O outro

Augusto Fidelis

 A cada vez que se liga a televisão, sintoniza uma emissora de rádio, abre um jornal ou uma revista ou páginas da internet não se acha outra coisa senão notícias ruins. Parece que deu a louca no mundo. Aliás, com as devidas exceções, não há mais respeito entre as pessoas. Os maus exemplos começam na cúpula e contaminam toda a sociedade: “Se a farinha é pouca, meu pirão primeiro”, diriam os antigos.

O filósofo, escritor e crítico francês Jean Paul Sartre, que viveu entre 1905 e 1980, conhecido como representante do existencialismo, sentenciou: “O inferno são os outros”. É o outro que atravanca o meu caminho, que rouba a minha farinha, que me inveja, que surrupia o que é meu. Mas o problema é que eu também sou o outro para aqueles que estão próximos de mim. Talvez eu tenha as mesmas atitudes que condeno, quando o malfeito vem do outro.
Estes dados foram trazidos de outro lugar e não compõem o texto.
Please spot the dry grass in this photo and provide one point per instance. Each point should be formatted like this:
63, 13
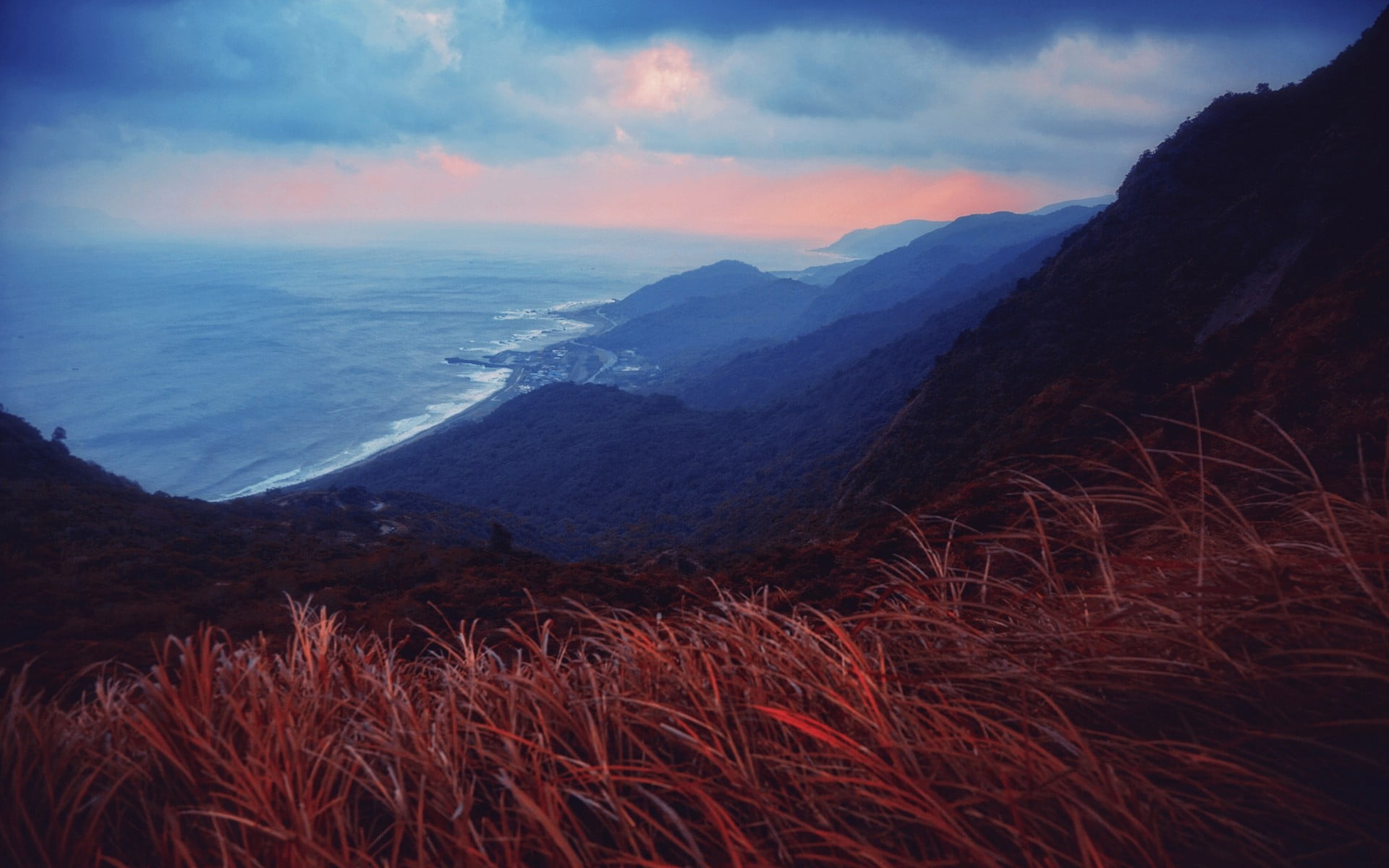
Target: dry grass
1145, 670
O outro pode ser um tormento, mas também uma benção. Depende de como a relação é construída. No entanto, quem está na face da terra não pode viver sem o outro. É por isso que na última ceia disse Jesus a seus discípulos: “Amai-vos uns aos outros como eu vos amei”. Eu devo contribuir para a felicidade do próximo, ao mesmo tempo em que o outro deve contribuir para a minha felicidade. Em geral, os conflitos se originam no egoísmo: eu sou o centro, os demais são servos.

Mas, como eu já disse, repito: impossível viver sem o outro. Senão, analise comigo querido leitor, estimada leitora. Ninguém cai do céu. Para nascer é preciso que haja intervenção do outro, ou seja, o pai e a mãe, que num ato de amor ou de loucura transformam óvulo e esperma em outro ser. Enquanto criança, esse ser precisa do outro para se alimentar, banhar, vestir, aprender a falar e a caminhar, ser amparado.
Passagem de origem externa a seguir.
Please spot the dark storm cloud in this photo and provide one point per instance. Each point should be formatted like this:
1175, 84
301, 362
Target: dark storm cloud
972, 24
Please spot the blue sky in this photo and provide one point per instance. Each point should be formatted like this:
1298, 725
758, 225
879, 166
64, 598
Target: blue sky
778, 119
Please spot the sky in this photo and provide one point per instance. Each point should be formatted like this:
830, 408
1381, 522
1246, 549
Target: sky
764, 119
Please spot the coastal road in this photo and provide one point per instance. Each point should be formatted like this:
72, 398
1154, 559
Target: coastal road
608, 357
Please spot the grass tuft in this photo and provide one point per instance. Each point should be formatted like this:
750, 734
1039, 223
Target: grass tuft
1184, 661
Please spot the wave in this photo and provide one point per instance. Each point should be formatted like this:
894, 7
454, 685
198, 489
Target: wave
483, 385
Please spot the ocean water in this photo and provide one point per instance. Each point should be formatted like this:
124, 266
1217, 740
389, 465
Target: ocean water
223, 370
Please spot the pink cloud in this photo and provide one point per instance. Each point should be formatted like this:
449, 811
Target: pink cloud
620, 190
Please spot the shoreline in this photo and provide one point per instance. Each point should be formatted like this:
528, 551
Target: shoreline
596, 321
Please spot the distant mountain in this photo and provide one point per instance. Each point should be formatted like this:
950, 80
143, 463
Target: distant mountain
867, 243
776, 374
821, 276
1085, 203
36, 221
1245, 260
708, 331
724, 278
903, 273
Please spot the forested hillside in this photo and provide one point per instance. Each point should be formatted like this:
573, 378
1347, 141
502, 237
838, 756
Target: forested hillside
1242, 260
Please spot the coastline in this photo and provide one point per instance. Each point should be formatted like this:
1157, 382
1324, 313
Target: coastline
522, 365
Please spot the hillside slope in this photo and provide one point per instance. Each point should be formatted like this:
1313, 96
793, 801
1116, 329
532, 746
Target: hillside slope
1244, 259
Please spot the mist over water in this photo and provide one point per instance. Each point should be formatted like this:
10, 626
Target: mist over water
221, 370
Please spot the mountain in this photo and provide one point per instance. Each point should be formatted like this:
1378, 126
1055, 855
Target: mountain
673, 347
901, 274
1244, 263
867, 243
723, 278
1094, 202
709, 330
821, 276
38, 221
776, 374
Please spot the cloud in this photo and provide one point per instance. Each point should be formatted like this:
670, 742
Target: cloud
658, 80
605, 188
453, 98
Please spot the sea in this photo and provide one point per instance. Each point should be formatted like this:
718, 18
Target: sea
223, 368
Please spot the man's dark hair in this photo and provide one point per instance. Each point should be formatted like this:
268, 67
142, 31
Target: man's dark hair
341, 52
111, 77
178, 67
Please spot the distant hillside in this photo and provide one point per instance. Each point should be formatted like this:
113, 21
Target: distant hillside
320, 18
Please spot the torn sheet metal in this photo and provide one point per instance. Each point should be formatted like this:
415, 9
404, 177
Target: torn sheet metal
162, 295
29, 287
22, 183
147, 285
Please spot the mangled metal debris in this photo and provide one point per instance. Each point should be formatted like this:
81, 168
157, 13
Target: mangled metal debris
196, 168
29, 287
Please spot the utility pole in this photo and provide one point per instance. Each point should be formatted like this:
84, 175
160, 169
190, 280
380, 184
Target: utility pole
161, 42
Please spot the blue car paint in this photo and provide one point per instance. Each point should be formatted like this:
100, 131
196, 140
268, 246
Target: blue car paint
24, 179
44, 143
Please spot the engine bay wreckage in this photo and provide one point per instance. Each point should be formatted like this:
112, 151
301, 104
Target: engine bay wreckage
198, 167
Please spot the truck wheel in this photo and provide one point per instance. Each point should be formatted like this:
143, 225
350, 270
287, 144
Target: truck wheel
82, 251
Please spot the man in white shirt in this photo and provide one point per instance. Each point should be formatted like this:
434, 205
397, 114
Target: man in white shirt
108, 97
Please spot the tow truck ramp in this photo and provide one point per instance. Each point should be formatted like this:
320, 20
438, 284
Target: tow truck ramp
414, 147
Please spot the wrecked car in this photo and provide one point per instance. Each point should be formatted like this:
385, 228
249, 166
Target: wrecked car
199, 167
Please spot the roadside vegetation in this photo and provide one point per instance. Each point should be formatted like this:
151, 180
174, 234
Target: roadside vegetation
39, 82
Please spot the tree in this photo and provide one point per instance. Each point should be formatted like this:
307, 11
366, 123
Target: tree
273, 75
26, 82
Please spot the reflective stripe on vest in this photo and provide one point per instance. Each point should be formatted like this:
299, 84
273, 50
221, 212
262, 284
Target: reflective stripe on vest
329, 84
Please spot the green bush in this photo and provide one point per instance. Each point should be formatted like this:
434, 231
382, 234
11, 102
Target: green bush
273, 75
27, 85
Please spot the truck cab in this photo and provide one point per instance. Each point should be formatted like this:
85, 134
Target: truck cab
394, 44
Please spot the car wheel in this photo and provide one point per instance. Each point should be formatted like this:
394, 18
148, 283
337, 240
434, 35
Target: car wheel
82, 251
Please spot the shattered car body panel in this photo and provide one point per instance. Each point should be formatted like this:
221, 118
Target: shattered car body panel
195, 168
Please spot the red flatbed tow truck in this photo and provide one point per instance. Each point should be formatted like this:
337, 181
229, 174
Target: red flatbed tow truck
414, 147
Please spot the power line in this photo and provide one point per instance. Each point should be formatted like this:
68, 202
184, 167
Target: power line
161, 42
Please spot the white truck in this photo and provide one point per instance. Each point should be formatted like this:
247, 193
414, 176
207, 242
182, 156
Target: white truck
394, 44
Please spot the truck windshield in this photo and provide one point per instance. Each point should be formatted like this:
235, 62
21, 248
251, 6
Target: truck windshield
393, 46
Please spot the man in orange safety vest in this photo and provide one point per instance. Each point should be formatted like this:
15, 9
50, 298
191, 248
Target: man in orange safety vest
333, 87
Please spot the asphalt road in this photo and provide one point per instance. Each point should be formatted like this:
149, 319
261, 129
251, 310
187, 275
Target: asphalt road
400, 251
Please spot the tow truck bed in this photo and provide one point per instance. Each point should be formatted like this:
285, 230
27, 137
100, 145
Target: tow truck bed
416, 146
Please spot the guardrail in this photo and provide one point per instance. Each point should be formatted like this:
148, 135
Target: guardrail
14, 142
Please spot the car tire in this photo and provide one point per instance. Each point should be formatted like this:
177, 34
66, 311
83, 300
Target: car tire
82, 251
À medida que cresce, esse ser precisa do outro para se instruir, trabalhar, produzir, vender ou comprar, segundo suas necessidades. Esse ser precisa do outro para dar sentido à sua vida, seja no namoro, no casamento ou no desenvolvimento de uma profissão. Mesmo o religioso celibatário precisa do outro para pregar a palavra de Deus ou exercer o seu altruísmo, porque a fé sem obras é morta.

Mas, quando chega a velhice, tanto quanto na infância, sem o apoio do outro a vida se torna realmente um inferno. É o outro que vai dar banho, trocar a fralda, levar ao médico, dar remédio, colocar no sol ou levar para a sombra. Quando morre, o outro é essencial para que chegue à sepultura.

Aí está o porquê da recomendação de Jesus para que haja amor mútuo entre os membros da comunidade: com amor e por amor, o fardo torna-se muito mais leve e a caminhada suave.